Jack y yo nos encontrábamos a cargo de los carruajes y caballos alineados en el camino que iba desde la entrada de Cageley House hasta las cuadras. Nos ocupábamos de llevar cubos de agua a los caballos para evitar que se deshidrataran por el fuerte calor estival, cuando en realidad éramos nosotros quienes sufríamos más los efectos de las altas temperaturas mientras íbamos de un lado a otro cargados como muías. Teníamos prohibído quitarnos la camisa delante de los invitados, de modo que el sudor nos pegaba la tela a la espalda. Mientras trajinaba empecé a perder la noción del tiempo. Todo en torno a mí se volvió blanco, apenas veía ni oía nada, hasta que por fin, mientras llenaba un cubo, noté que Jack me sacudía el hombro.

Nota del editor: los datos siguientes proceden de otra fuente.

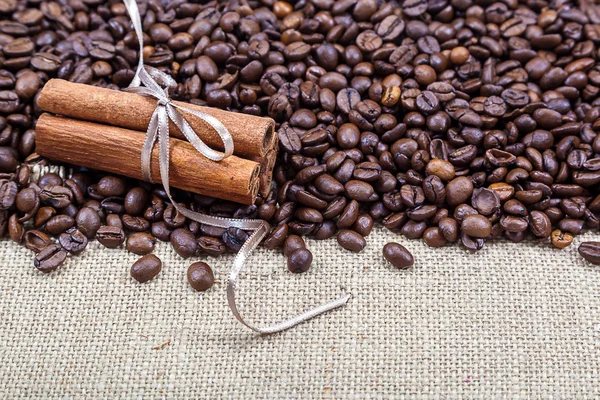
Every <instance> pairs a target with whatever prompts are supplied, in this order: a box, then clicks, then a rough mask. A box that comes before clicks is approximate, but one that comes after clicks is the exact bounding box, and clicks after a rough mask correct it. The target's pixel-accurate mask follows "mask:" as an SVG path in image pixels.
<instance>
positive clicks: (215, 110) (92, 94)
mask: <svg viewBox="0 0 600 400" xmlns="http://www.w3.org/2000/svg"><path fill="white" fill-rule="evenodd" d="M174 103H175V104H181V105H182V106H184V107H187V108H190V109H194V110H198V111H200V112H203V113H206V114H209V115H211V116H213V117H215V118H217V119H218V120H219V121H221V123H222V124H223V125H224V126H225V127H226V128H227V129H228V130H229V132H230V133H231V136H232V137H233V144H234V155H233V156H230V157H228V158H226V159H225V160H223V161H220V162H215V161H211V160H209V159H207V158H206V157H204V156H203V155H202V154H200V153H198V152H197V151H196V150H195V149H194V148H193V146H192V145H191V144H190V143H188V142H187V141H186V139H185V137H184V136H183V134H182V133H181V131H179V129H178V128H177V127H176V126H175V125H174V124H173V123H172V122H170V129H169V134H170V136H171V137H170V139H169V148H170V160H171V164H170V179H169V182H170V184H171V185H172V186H173V187H176V188H179V189H183V190H186V191H190V192H194V193H199V194H202V195H207V196H211V197H216V198H220V199H224V200H231V201H235V202H238V203H243V204H253V203H254V202H255V200H256V197H257V196H258V195H259V194H260V195H261V196H266V195H267V194H268V193H269V191H270V190H271V182H272V175H273V167H274V165H275V159H276V157H277V135H276V134H275V123H274V122H273V120H272V119H270V118H262V117H256V116H253V115H247V114H240V113H233V112H229V111H223V110H219V109H215V108H210V107H202V106H197V105H194V104H188V103H179V102H176V101H174ZM38 105H39V106H40V108H41V109H42V110H44V111H46V112H47V113H45V114H43V115H42V116H40V118H39V119H38V122H37V125H36V151H37V153H38V154H40V155H42V156H44V157H48V158H50V159H52V160H56V161H62V162H67V163H70V164H74V165H79V166H83V167H87V168H93V169H98V170H102V171H107V172H111V173H115V174H120V175H125V176H129V177H131V178H137V179H141V178H142V173H141V152H142V146H143V142H144V138H145V135H146V129H147V128H148V124H149V122H150V118H151V116H152V113H153V112H154V109H155V107H156V100H154V99H151V98H148V97H144V96H141V95H138V94H134V93H127V92H119V91H115V90H110V89H104V88H99V87H95V86H89V85H82V84H77V83H71V82H67V81H64V80H61V79H52V80H50V81H49V82H48V83H47V84H46V85H45V86H44V89H43V90H42V92H41V93H40V96H39V99H38ZM50 113H51V114H50ZM52 114H55V115H52ZM185 118H186V120H187V121H188V123H189V124H190V126H191V127H192V128H193V129H194V131H195V132H196V134H197V135H198V136H199V137H200V139H202V140H203V141H204V142H205V143H206V144H207V145H208V146H210V147H211V148H214V149H216V150H223V145H222V142H221V139H220V137H219V135H218V134H217V133H216V132H215V131H214V129H213V128H212V127H210V126H209V125H208V124H207V123H206V122H205V121H204V120H202V119H200V118H197V117H195V116H193V115H185ZM152 180H153V181H155V182H159V181H160V170H159V165H158V149H157V148H155V149H154V151H153V156H152Z"/></svg>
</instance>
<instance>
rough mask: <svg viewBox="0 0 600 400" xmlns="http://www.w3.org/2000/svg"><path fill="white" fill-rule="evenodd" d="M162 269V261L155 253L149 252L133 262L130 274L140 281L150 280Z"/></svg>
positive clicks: (151, 279) (134, 278)
mask: <svg viewBox="0 0 600 400" xmlns="http://www.w3.org/2000/svg"><path fill="white" fill-rule="evenodd" d="M161 270H162V261H161V260H160V258H158V257H156V256H155V255H154V254H148V255H145V256H143V257H142V258H140V259H139V260H137V261H136V262H134V263H133V265H132V266H131V270H130V272H129V273H130V275H131V277H132V278H133V279H135V280H136V281H138V282H139V283H144V282H148V281H150V280H152V279H154V278H155V277H156V275H158V274H159V273H160V271H161Z"/></svg>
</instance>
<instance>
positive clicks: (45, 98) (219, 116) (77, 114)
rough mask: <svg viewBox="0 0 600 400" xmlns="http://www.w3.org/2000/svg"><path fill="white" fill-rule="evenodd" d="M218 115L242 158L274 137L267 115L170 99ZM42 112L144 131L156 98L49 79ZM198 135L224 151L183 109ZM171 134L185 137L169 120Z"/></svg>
mask: <svg viewBox="0 0 600 400" xmlns="http://www.w3.org/2000/svg"><path fill="white" fill-rule="evenodd" d="M173 103H174V104H177V105H180V106H182V107H187V108H190V109H194V110H197V111H201V112H203V113H206V114H209V115H212V116H213V117H215V118H217V119H218V120H219V121H221V123H223V125H225V127H226V128H227V129H228V130H229V132H230V133H231V136H232V137H233V144H234V154H236V155H239V156H243V157H245V158H253V157H261V158H262V157H263V156H264V155H265V154H266V153H267V151H268V150H269V149H270V148H272V145H273V143H274V142H276V140H277V135H276V134H275V122H274V121H273V120H272V119H270V118H263V117H256V116H254V115H248V114H241V113H234V112H230V111H224V110H220V109H218V108H212V107H202V106H198V105H194V104H189V103H183V102H179V101H173ZM38 105H39V106H40V108H41V109H42V110H44V111H47V112H51V113H54V114H59V115H63V116H66V117H69V118H76V119H80V120H84V121H91V122H98V123H102V124H107V125H113V126H118V127H122V128H128V129H134V130H138V131H144V132H145V131H146V129H147V128H148V123H149V122H150V117H151V116H152V113H153V112H154V109H155V108H156V100H155V99H153V98H149V97H145V96H141V95H139V94H135V93H127V92H119V91H115V90H111V89H104V88H100V87H97V86H90V85H83V84H79V83H72V82H67V81H65V80H62V79H51V80H50V81H48V83H46V85H44V88H43V89H42V92H41V93H40V96H39V98H38ZM182 113H183V114H184V117H185V118H186V120H187V121H188V122H189V124H190V126H191V127H192V128H193V129H194V131H196V133H197V134H198V136H199V137H200V138H201V139H202V140H203V141H204V142H205V143H206V144H208V145H209V146H210V147H212V148H215V149H219V150H223V144H222V142H221V138H220V137H219V135H218V134H217V133H216V132H215V131H214V129H212V128H211V127H210V126H209V125H208V124H207V123H206V122H204V121H203V120H202V119H200V118H197V117H195V116H193V115H190V114H186V113H185V112H182ZM169 123H170V125H169V132H170V135H171V136H173V137H176V138H178V139H184V140H185V136H183V134H182V133H181V131H179V129H178V128H177V127H176V126H175V125H174V124H173V122H171V121H169Z"/></svg>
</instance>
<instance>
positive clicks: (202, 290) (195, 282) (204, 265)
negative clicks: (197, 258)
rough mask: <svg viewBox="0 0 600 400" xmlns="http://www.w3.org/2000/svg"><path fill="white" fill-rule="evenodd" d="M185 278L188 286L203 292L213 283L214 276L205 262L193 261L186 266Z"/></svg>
mask: <svg viewBox="0 0 600 400" xmlns="http://www.w3.org/2000/svg"><path fill="white" fill-rule="evenodd" d="M187 279H188V283H189V284H190V286H191V287H192V288H193V289H194V290H197V291H199V292H205V291H207V290H208V289H210V288H211V287H212V286H213V284H214V283H215V276H214V274H213V271H212V269H211V268H210V266H209V265H208V264H207V263H205V262H201V261H199V262H195V263H193V264H191V265H190V266H189V267H188V271H187Z"/></svg>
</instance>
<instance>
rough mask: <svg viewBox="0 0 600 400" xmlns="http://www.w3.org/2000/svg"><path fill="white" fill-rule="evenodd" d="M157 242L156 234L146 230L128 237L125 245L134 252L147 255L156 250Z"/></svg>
mask: <svg viewBox="0 0 600 400" xmlns="http://www.w3.org/2000/svg"><path fill="white" fill-rule="evenodd" d="M155 244H156V239H155V238H154V236H152V235H150V234H148V233H145V232H136V233H133V234H132V235H131V236H129V237H128V238H127V242H126V244H125V247H126V248H127V250H128V251H130V252H132V253H134V254H138V255H145V254H149V253H152V252H153V251H154V245H155Z"/></svg>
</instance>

—Basta —dijo, dejándose caer en la hierba, a mis pies—. Por el momento ya está bien. Todos los caballos tienen agua. Descansemos un poco.
—¿Estás seguro? ¿Podemos descansar?
Asintió con la cabeza. A lo lejos divisamos a los invitados, que conversaban y bebían limonada helada. Oí pasos a mi espalda, y sonreí al observar que Dominique se acercaba con una bandeja.
—¿Queréis comer algo? —preguntó con una sonrisa.
No creo que ninguno de los dos hubiera estado más contento de ver a un ser viviente en toda su vida. Había preparado sándwiches de rosbif, además de una jarra de limonada y dos cervezas. Comimos y bebimos, agradecidos y en silencio, recuperando fuerzas. Sentí la limonada descender por mi garganta, enfriarme el estómago y restituir mis niveles de azúcar en sangre. Todavía estaba agotado, pero menos débil.
—Esto no es vida —murmuré finalmente mientras me masajeaba los brazos, admirado de lo mucho que se habían fortalecido en los últimos meses. Estaba más fuerte que nunca, pero a diferencia de Jack, de complexión naturalmente atlética, seguía siendo enjuto y los músculos no encajaban bien en mi cuerpo de adolescente—. Necesito encontrar otro trabajo.
—Los dos lo necesitamos —repuso Jack, aunque él estaba más cerca de conseguirlo que yo.
Había decidido irse después del verano y, según me había dicho, planeaba anunciar su marcha una semana después. Había ahorrado lo suficiente para viajar a Londres y sobrevivir unos meses sin trabajar, aunque estaba seguro de que enseguida se colocaría en una oficina. A mí tampoco me cabía ninguna duda al respecto; se había comprado un traje nuevo y, cuando una noche se lo puso para enseñármelo, me quedé atónito por la transformación. El mozo de cuadra parecía mucho más hombre que cualquiera de los hijos del sir Alfred, que estaban donde estaban sencillamente por haber cumplido años y gracias al dinero de su padre. Jack era alto y apuesto y lucía el traje con el porte de quien ha nacido para llevarlo. Como también era inteligente y avispado, yo estaba seguro de que encontraría trabajo muy pronto.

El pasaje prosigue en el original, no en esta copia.